#1239: The Black Widow

RECORD STORE TALES #1239: The Black Widow

From the very start of Record Store Tales, to the present day I have been quite emphatic about one fact: My parents did not place any conditions or prohibitions against any kind of music we listened to as kids. We had nosey Catholic neighbours who did on their kids, but my mom and dad were cool. My dad liked that Iron Maiden sang historically accurate songs about World War II, and other conflicts such as the Crimean War. My mom had a younger brother, my long-haired Uncle Don Don, who liked Led Zeppelin and Alice Cooper. What I was bringing home, Van Halen and Quiet Riot, wasn’t much noisier or frightening. We’re talking degrees of separation. I had it easy. I wouldn’t have the collection I have today if they didn’t give me free reign over my entertainment.

That doesn’t mean they weren’t paying attention.  They saw stuff on TV about “Knights in Satan’s Service”, and my mom did ask me if that’s what KISS stood for.  I remember getting really huffy and saying “NO, it’s just a word!”  She believed me and let me go.  I think my parents always knew that rock stars did well by generating their own controversy.  They witnessed the rise and fall of Elvis Presley, and the explosive career of the Beatles, all accompanied by screaming teens, shaking hips, and suggestive songs.  I think they knew I wasn’t going to die on a toilet like Elvis just because I saw David Lee Roth getting arrested wearing nothing but a towel in the “Panama” video.  I don’t think they believed in Satan, so much as thought I would go to hell because I saw Ozzy Osbourne dressed as a werewolf in a music video.  Maybe it would have mattered if I spent all my time watching videos, but I went to school and did my homework like every other kid.  They just preferred Tears For Fears to Tesla.

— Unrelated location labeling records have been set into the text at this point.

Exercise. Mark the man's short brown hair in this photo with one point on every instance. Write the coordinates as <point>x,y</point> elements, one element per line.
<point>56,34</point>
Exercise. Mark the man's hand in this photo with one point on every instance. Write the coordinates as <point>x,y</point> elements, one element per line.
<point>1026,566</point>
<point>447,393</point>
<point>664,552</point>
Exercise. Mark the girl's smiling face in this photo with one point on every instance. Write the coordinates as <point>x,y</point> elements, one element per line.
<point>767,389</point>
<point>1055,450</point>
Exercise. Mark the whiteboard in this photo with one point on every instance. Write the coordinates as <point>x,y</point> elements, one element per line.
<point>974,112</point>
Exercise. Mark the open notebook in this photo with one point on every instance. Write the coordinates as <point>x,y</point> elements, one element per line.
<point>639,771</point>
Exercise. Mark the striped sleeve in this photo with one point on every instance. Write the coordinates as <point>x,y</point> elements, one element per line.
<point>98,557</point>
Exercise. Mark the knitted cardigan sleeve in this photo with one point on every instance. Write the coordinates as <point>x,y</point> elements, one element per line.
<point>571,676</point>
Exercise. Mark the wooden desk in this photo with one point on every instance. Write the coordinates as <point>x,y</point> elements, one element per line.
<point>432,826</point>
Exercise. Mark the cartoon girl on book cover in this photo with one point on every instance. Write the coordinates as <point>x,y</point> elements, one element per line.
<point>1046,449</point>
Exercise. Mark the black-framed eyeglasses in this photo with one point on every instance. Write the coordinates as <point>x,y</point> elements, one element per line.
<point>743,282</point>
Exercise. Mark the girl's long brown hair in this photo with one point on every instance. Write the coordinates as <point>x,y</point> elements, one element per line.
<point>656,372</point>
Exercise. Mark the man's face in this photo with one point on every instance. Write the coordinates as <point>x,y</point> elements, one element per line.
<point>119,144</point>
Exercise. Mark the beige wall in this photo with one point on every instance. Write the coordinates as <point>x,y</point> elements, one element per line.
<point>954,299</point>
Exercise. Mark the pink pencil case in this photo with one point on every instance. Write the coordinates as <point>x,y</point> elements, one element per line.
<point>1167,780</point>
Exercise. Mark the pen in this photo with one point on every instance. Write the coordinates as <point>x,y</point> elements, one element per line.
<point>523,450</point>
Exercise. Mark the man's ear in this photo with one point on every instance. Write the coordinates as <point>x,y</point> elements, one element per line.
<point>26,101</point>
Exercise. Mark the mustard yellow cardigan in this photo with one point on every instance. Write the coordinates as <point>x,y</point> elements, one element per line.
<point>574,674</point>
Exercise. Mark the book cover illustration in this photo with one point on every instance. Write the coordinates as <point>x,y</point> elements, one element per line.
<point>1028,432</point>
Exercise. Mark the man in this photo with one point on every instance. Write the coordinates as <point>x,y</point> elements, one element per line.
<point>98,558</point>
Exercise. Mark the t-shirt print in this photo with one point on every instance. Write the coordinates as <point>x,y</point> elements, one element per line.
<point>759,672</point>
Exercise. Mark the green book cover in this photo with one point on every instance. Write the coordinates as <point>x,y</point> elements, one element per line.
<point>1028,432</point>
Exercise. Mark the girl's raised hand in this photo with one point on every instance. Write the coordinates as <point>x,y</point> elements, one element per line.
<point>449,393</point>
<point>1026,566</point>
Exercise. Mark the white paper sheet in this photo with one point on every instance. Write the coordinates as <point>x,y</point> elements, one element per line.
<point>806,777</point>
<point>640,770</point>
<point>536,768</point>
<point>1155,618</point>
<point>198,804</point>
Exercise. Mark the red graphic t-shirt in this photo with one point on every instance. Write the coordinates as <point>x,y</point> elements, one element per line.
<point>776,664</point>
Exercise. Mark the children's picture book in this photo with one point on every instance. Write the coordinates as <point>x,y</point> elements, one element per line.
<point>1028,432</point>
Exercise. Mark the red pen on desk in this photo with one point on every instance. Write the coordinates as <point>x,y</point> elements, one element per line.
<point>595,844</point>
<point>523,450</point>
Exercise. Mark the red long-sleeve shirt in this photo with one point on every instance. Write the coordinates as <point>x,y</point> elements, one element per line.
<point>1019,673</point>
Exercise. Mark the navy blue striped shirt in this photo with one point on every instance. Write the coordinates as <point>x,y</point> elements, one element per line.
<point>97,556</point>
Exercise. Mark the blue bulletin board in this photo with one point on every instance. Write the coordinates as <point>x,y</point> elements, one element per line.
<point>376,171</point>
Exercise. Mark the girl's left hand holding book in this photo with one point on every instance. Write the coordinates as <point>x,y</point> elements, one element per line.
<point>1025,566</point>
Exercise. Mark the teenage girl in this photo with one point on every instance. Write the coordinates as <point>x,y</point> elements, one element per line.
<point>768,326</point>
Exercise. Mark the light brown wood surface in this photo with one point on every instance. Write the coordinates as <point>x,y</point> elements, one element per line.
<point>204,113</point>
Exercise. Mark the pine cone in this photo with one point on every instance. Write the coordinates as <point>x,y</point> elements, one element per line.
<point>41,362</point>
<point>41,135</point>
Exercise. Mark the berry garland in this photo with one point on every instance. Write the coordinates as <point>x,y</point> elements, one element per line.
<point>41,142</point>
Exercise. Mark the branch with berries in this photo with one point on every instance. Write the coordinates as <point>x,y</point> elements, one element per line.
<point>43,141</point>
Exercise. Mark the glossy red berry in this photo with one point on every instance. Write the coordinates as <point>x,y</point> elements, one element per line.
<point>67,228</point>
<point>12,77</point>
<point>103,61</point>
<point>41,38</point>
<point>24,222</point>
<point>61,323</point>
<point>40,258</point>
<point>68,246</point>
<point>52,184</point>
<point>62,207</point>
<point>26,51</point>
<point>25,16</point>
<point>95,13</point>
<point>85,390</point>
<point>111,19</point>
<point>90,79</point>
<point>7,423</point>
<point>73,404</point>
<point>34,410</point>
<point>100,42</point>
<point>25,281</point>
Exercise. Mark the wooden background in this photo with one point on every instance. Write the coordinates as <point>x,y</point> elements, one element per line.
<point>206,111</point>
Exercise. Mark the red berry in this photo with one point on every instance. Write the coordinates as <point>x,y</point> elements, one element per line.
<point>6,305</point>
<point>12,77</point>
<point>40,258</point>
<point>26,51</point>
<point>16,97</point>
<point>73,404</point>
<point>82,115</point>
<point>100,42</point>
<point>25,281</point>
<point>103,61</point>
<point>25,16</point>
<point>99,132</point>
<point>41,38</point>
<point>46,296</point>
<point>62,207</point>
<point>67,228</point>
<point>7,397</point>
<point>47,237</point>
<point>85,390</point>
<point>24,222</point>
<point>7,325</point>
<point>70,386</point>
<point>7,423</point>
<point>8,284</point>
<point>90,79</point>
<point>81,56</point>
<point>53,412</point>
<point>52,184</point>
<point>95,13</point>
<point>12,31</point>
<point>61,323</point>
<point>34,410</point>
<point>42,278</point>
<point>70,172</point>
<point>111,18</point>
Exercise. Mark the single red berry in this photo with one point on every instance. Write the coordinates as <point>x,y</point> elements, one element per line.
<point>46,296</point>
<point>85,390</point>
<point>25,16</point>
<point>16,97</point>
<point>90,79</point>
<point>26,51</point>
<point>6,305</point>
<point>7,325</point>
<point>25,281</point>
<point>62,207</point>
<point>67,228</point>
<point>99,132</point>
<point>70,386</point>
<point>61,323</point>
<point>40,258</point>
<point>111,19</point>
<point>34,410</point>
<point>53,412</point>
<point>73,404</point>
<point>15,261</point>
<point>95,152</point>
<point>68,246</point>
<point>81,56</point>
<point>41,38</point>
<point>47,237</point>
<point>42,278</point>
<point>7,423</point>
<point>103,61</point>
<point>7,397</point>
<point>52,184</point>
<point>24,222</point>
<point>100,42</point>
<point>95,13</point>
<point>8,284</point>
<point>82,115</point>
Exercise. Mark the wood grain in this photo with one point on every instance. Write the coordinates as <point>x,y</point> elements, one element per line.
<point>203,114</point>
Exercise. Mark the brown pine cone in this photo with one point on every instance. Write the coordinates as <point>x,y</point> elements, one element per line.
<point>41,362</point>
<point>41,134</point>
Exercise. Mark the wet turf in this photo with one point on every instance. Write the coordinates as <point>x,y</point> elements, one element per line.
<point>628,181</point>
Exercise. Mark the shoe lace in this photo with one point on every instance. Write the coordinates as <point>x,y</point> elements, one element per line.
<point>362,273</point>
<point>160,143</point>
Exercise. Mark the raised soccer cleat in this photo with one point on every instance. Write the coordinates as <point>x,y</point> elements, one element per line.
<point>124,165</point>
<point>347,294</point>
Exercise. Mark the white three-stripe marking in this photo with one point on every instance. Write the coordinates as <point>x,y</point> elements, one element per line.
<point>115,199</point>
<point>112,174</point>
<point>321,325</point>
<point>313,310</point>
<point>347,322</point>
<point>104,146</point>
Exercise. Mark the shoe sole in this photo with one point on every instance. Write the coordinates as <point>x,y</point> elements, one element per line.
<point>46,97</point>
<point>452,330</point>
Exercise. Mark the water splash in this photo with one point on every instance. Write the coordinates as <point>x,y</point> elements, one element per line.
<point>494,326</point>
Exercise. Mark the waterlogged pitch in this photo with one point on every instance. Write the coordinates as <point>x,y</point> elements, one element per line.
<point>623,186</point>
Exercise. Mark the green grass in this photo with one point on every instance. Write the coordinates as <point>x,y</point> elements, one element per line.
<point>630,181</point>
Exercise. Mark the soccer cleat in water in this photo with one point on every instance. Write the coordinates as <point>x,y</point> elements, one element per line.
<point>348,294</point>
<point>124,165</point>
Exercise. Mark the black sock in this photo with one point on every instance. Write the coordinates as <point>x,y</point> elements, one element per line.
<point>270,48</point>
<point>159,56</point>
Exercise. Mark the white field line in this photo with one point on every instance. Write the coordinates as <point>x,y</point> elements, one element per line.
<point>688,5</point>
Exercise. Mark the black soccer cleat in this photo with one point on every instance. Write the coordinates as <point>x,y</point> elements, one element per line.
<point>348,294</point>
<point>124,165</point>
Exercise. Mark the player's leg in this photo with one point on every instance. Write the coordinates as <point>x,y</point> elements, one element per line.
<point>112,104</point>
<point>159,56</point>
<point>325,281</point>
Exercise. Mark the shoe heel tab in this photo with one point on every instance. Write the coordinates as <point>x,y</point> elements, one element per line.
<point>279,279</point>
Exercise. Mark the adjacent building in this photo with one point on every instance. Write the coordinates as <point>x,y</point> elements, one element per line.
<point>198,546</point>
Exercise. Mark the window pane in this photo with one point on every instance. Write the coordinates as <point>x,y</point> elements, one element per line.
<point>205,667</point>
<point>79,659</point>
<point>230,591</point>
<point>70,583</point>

I can really only remember a handful of talks about music.  Once was the question about the meaning of KISS, and one was about the death of Randy Rhoads.  I was quick to correct my dad when he said he “probably died of drugs”.  “He wasn’t on drugs, but the pilot of the airplane was,” I said.  I never got in shit for playing any music.  Only the for the volume at which I played it.  I played “Big Balls” by AC/DC at the kitchen table one time.  Never a word!

There was only one instance in which my mother was simply not impressed with my music.  Not at all impressed.  It involved the aforementioned Alice Cooper.

I had this second cousin on my mom’s side, Danny.  He was a bit older and into all kinds of heavier rock.  He was into Alice Cooper, and played me “The Black Widow” in the Winnebago he arrived in.  Summer of 1986.  The bit with Vincent Price doing his Vincent Price thing really grabbed me.  I loved Vincent Price.  Alice had a big comeback in the 80’s, with Constrictor, Raise Your Fist and Yell, and Trash.  He was once again in the news, but this time for his remarkable return to the forefront of popular rock artists.  It was in this climate that I began collecting his music.  My mother knew who Alice Cooper was.  It was she that gave me Welcome to My Nightmare for Easter 1991.  It was weird, and some things were decidedly un-rock…but I loved it!  One thing I enjoyed about Alice Cooper’s music is that he constantly forced me to re-define my conceptions about what rock was.

I was still in highschool, and my mom was still doing my laundry for me.  One night I was in bed, lights out, with music rocking me to sleep as it did every night.  Welcome to My Nightmare was still fresh in my collection, and that’s what was playing when she entered my room that night with a basket of laundry.  “The Black Widow” was mid-song.  She missed all the cool Vincent Price stuff, which I’m sure she would have approved of.  No, this is what she walked in to:

“He stares with a gleam, with a laugh so obscene,

At the virgins and the children he’s deflowered.”

“DID HE JUST SAY VIRGINS AND CHILDREN ARE DEFLOWERED?” asked my mother with a volume in her voice you rarely heard.

I mumbled something about Vincent Price and didn’t attempt to defend the lyrics.  I said something about he’s singing about spiders and that’s all I could muster.

To her credit, nothing more was said, and when Alice Cooper came out with his new album Hey Stoopid that summer, she bought a copy for my birthday.  Today, she knows the Coop is a man of high character, and approves of my selection!